In 2000, the cost of tuition for 12 hours, after fees, was $1,220.40. Sounds reasonable, right? Seven years later, reason has disappeared. If you are taking 12 hours this semester, you are paying $1,983.85. This is a 62% increase, or $763.45. If tuition keeps increasing at current rates, the class of 2011 (freshman) will be paying more than $3,000 for 12 credit hours.

College is already out of reach for countless young people in Utah and across the nation. If we allow tuition to rise at its current rate, then we are heading for catastrophe. Hopefully, many of us are asking how we can stop such a thing from happening, especially freshmen and sophomores!

There is a motive behind this continuous gift of increased student debt from the Utah Legislature. To put it bluntly, U students really don’t seem to give a damn–at least politically–about rising tuition costs. As long as we continue our political silence and never utter a word of protest to the Legislature, it will continue to raise our tuition and focus its priorities elsewhere.

I am not only suggesting direct action and protest against the Legislature. U students need to initiate some sort of dialogue with their representatives. Roughly 30,000 people live in an average Utah housing district. Despite this, a legislator thinks the entire district is revolting if they receive 20 personal e-mails or letters from people in his or her district about a single issue. One of the political benefits of the U student body is that we come from all over the Salt Lake Valley and parts of Davis County. We could jam three-fourths of the legislators’ inboxes with e-mails demanding lower tuition.

The Legislature is set to launch another financial missile toward our campus next Monday. Weekly, until Feb. 28, members of the Higher Education Appropriations Committee and the House and Senate Education Sub-committees will be meeting to set the fate of our future.

We need to be in those meetings, raising hell and showing that we actually care about what happens at our school.

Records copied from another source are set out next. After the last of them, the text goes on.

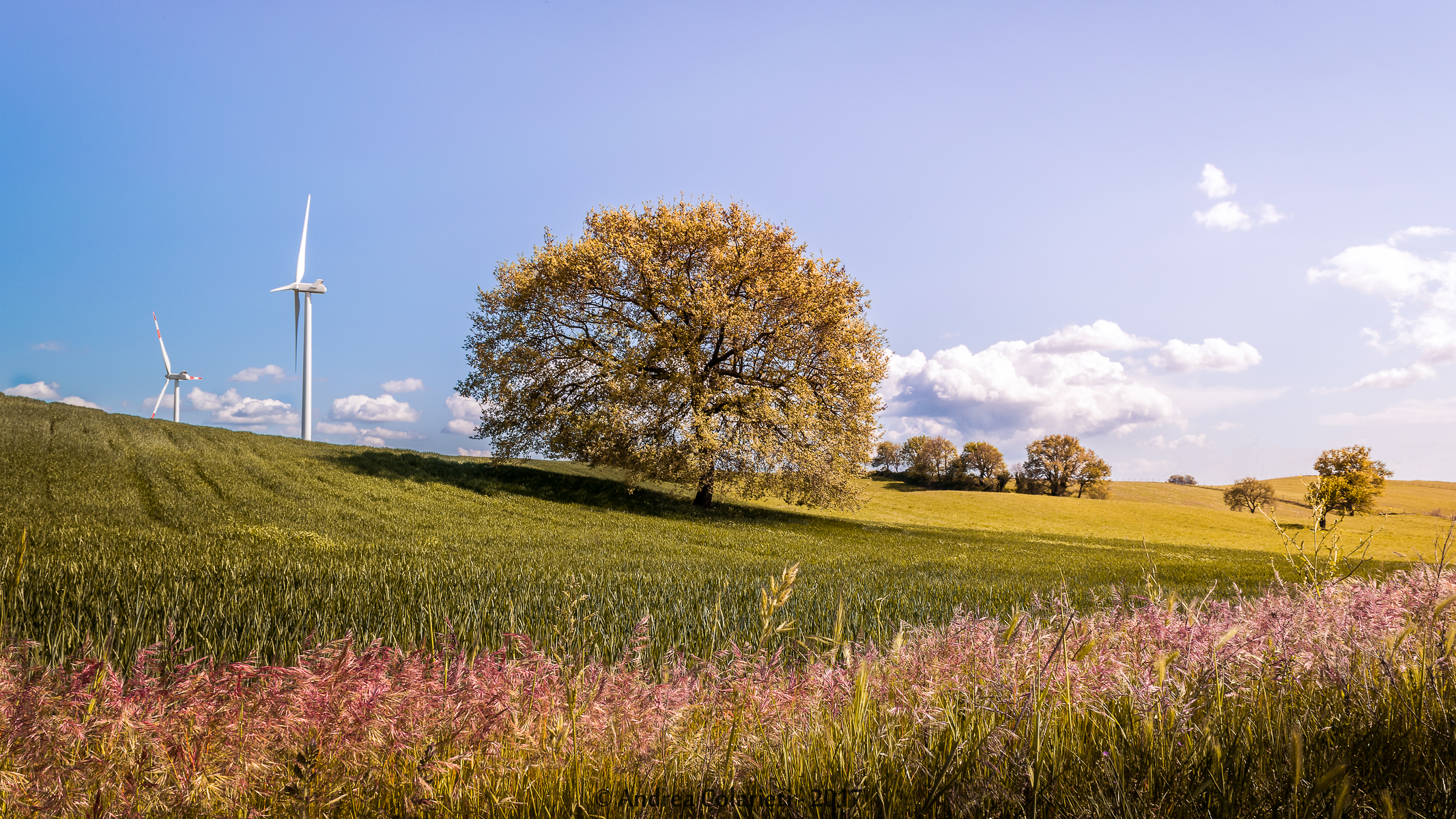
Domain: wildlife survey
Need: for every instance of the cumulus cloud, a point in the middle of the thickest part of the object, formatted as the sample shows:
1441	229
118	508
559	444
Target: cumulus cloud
382	410
231	407
255	373
1229	216
1184	441
1212	354
466	415
1395	379
375	437
1420	291
1015	388
405	386
1100	335
37	390
1214	184
1225	216
1440	411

Hopefully, Associated Students of the University of Utah Government Relations will be organizing students in letter-writing campaigns and trips to the Hill to demand more funding. If they are not, we need to demand it of them.

The job description of ASUU Government Relations Board reads, “The board is responsible for educating and mobilizing the student body in their lobbying efforts and in raising political awareness on campus.” (Ingrid Price is the current director of the ASUU Government Relations Board and can be reached at 581-2788).

In a perfect world, U students would have full control over our policies and agenda. Student body elections would be about higher education funding and working as a student body to make our community a better place to live. Real, deliberative Democratic control is the answer we are looking for.

Until that happens, though, U students need to be proactive in the current process. We need to get over our passive, immature attitudes and step up.

Then again, if you want to be paying $7,000 for tuition, just continue the present flaccid attitude and watch as your student debt reaches the atmosphere. It’s your future.